Although several of the board members have stated that they joined the board because of the medical uses for cannabis (Boehner specifically cited the potential of medical marijuana to limit the opioid epidemic,) the company is investing in operations serving recreational as well as medical use of cannabis. In late 2018, Acreage Holdings acquired Michigan-based Blue Tire Holdings LLC. Acreage CEO Kevin Murphy expects additional American states to transition from medical use only to medical and recreational use. Murphy stated in a Bloomberg interview that the November 2018 U.S. mid-term elections were very helpful to the industry, both because of the people who were elected to office and because some incumbent opponents of marijuana legislation were voted out.

==Holdings==
Acreage had its initial public offering in November 2018, beginning trading on the Canadian Securities Exchange. By the following April, it was one of the largest US-based cannabis companies, with licenses or agreements for cultivation, processing and dispensing in nineteen states, as well as its own chain of retail stores, The Botanist.

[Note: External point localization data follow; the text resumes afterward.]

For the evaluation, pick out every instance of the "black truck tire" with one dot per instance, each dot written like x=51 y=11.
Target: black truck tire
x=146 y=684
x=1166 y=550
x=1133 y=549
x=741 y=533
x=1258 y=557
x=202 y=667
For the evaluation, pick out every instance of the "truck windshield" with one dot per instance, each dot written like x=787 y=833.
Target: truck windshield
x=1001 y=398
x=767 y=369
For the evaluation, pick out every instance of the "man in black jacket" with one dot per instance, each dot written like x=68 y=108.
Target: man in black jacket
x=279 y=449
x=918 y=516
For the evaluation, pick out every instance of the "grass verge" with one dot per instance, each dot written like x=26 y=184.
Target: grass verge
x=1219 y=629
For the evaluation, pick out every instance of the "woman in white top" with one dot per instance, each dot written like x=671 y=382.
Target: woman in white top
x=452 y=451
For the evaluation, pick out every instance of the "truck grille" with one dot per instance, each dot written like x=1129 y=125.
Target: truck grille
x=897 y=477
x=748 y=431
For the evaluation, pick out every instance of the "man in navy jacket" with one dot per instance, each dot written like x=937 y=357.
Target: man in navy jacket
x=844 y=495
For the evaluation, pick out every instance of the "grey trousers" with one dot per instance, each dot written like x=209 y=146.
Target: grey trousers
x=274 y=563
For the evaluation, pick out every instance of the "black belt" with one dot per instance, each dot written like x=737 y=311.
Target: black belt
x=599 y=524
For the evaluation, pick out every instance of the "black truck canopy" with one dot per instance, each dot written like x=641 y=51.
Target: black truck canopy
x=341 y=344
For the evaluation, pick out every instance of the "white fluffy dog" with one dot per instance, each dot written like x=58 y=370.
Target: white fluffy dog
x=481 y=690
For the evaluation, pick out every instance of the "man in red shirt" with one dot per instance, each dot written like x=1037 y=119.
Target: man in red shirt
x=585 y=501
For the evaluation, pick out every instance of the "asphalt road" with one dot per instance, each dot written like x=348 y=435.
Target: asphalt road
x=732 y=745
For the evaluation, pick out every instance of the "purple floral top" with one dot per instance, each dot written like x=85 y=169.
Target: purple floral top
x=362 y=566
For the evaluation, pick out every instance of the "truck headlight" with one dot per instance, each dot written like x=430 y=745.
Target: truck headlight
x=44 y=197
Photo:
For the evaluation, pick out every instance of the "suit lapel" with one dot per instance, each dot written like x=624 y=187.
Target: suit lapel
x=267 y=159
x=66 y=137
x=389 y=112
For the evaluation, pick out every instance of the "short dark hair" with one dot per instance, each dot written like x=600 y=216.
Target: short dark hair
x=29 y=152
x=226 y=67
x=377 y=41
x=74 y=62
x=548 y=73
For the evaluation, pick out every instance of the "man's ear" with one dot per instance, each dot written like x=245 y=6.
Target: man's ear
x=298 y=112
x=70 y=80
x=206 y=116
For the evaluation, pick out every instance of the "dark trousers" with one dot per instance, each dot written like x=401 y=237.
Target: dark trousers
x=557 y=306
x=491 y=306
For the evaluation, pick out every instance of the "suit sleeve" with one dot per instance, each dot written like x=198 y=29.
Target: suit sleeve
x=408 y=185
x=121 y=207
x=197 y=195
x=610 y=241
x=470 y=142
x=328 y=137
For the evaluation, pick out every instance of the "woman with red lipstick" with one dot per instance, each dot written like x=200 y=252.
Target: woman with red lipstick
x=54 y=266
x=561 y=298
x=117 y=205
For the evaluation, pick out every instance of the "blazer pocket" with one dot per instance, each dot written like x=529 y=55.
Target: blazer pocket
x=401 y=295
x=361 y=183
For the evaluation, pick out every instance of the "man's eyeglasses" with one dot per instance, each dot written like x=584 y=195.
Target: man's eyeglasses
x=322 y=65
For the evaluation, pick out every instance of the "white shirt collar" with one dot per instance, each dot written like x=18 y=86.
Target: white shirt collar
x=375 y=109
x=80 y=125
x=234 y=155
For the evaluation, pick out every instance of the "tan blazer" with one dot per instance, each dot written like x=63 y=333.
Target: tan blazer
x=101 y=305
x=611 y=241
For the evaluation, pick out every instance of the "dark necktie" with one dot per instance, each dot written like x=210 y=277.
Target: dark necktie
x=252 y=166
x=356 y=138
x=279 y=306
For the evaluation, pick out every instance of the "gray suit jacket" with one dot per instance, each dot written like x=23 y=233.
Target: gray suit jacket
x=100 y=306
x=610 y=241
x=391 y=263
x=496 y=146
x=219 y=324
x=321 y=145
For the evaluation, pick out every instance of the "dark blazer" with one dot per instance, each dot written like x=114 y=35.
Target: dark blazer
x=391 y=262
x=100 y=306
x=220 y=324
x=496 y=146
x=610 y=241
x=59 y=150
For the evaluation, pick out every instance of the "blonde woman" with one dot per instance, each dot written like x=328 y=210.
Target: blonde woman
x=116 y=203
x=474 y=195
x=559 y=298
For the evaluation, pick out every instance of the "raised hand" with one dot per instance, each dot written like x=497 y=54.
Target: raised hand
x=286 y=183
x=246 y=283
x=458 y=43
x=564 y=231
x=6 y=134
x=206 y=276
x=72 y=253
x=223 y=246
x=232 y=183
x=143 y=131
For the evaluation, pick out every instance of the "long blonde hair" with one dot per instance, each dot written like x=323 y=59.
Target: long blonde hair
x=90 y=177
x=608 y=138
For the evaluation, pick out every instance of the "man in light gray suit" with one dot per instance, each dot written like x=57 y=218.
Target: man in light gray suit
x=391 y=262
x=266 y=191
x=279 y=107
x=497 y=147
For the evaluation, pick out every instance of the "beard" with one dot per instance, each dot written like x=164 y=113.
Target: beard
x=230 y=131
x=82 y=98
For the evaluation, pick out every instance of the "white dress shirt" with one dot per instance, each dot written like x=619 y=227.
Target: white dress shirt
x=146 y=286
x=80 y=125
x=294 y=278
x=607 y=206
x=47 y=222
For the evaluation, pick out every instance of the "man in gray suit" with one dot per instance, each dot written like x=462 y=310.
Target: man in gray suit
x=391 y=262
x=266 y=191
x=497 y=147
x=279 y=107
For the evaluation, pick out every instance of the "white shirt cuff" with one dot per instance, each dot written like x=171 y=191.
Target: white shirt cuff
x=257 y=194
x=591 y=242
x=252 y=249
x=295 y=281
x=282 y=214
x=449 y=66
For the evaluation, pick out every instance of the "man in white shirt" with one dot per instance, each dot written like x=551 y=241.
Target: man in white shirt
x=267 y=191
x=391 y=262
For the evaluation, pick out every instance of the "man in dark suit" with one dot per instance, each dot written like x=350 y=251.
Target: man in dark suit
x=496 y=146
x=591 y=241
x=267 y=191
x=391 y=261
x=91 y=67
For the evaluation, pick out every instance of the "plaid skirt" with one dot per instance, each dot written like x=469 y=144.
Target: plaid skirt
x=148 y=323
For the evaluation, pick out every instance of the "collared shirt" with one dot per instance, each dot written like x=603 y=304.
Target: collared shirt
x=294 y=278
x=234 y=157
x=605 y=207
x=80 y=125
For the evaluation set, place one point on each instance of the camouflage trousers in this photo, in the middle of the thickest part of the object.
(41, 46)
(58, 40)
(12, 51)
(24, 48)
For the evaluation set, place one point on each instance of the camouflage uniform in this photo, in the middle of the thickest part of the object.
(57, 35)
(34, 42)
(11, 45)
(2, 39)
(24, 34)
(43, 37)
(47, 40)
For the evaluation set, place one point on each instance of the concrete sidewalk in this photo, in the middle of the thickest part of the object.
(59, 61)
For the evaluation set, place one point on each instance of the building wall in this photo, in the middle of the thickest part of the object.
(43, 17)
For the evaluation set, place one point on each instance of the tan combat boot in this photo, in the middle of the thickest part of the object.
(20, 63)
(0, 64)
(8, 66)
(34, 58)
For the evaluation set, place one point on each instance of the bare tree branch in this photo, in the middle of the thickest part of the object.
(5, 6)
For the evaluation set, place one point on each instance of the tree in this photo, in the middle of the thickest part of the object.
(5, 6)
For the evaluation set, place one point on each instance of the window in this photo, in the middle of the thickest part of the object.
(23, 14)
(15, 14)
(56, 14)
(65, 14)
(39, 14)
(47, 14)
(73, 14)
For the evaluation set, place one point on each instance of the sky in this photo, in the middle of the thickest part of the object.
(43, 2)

Acreage holdings entered the Massachusetts market by creating controlled companies to in effect hold and operate more than the 3 license limit. Then acted to create a regional noncompete monopoly with the companies Seahunter and American.

In the same month, Canopy Growth, a firm with headquarters in Smiths Falls, Ontario and the largest cannabis company in the world, concluded an agreement with Acreage to buy 100% of the latter's shares for US$3.4 billion. The sale would be concluded in future, and only if the American federal government legalizes cannabis. In the meantime, Canopy would pay US$300 million to seal the deal. In an interview with The Canadian Press, Vivien Azer, senior research analyst with Cowen, said that Acreage was a suitable acquisition target because it had the greatest market penetration in the U.S. and believed that the deal would "likely prove helpful in pushing for a change in U.S. laws surrounding cannabis".

==Facilities==

Acreage purchased a former industrial facility in Sanderson, Florida, and set up a test cultivation and processing facility with the intent to expand to a warehouse on the site.

The facility was sold to Red White & Bloom in Feb 2021.